Ad fraud, which accounted for more than $41 billion in the 2021 cybercrime pie, is actually the largest slice. Comparable to credit card fraud, which was only $31 billion that year.
Can robots.txt be used to block bots that aren’t good?
Many website owners know that the robots.txt command is used to block certain bots from indexing or crawling pages on your website. Robots.txt can be used to stop bad bots from crawling your website’s pages.
No, unfortunately not.
Robots.txt is often ignored by bad bots. They may also use it to signify that they are going to visit the page for more useful information. Robots.txt won’t be able to help you in your fight against bad bots.
For better business, block bad bots
There are many options available to block bad bots. One thing is certain: businesses require some type of bot protection in order to protect their clients as well as their security.
This could be stopping spammers from infecting malware or other content to your website, or preventing fake traffic from your ads.

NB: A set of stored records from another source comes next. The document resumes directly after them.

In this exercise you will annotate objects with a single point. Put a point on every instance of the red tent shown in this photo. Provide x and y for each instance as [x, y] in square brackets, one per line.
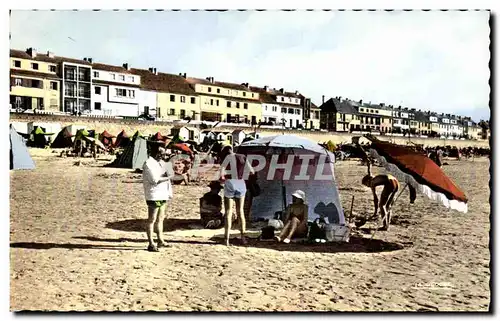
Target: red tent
[419, 171]
[182, 147]
[106, 138]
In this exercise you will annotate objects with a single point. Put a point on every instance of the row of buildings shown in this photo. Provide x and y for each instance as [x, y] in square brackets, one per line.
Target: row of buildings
[345, 115]
[45, 82]
[50, 83]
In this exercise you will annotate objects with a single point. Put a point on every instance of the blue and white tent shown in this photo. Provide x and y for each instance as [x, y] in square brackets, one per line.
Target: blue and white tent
[316, 177]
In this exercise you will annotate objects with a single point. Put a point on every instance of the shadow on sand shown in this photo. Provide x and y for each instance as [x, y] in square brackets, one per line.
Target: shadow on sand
[357, 244]
[169, 225]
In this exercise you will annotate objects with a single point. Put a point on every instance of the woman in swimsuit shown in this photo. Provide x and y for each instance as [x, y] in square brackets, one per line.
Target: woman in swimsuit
[296, 218]
[391, 186]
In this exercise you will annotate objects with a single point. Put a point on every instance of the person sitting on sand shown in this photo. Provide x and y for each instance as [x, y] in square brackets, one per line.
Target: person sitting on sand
[211, 206]
[157, 190]
[391, 186]
[296, 215]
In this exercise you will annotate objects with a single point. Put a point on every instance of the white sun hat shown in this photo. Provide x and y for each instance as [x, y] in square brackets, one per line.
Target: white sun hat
[300, 194]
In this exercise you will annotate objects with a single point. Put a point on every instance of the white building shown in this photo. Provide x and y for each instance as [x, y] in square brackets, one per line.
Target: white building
[116, 92]
[280, 107]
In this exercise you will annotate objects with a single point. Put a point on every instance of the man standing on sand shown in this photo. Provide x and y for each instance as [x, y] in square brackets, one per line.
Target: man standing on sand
[157, 190]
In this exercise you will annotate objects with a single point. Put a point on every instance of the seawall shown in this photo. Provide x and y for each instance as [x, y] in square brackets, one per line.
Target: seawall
[114, 126]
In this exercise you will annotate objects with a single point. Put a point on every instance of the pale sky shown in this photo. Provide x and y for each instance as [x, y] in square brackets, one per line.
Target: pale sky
[425, 60]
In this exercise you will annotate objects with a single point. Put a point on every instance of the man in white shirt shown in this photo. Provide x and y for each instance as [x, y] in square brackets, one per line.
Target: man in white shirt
[157, 190]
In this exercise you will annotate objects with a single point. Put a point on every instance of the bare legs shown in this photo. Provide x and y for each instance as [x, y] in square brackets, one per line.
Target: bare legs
[291, 227]
[156, 215]
[385, 205]
[228, 209]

ClickCease is the industry leader in click fraud prevention and has been blocking bot traffic and malicious clicks on PPC ads from 2015. It’s more than blocking bots from paid search engine results.
ClickCease’s Bot Zapping tool is now available for WordPress sites. It blocks bad bots and fraudulent web traffic. This includes spambots, credential stuffing robots, content-scrapers, and many other types.
ClickCease and Bot Zapping are two ways to block bad bot activity from your website.
You can conduct a free audit of your website and verify the validity of traffic sources with the 7-day trial.
Register today for your free trial
The post What are Bad Bots? How can they impact your business? ClickCease Blog published the first version of this article.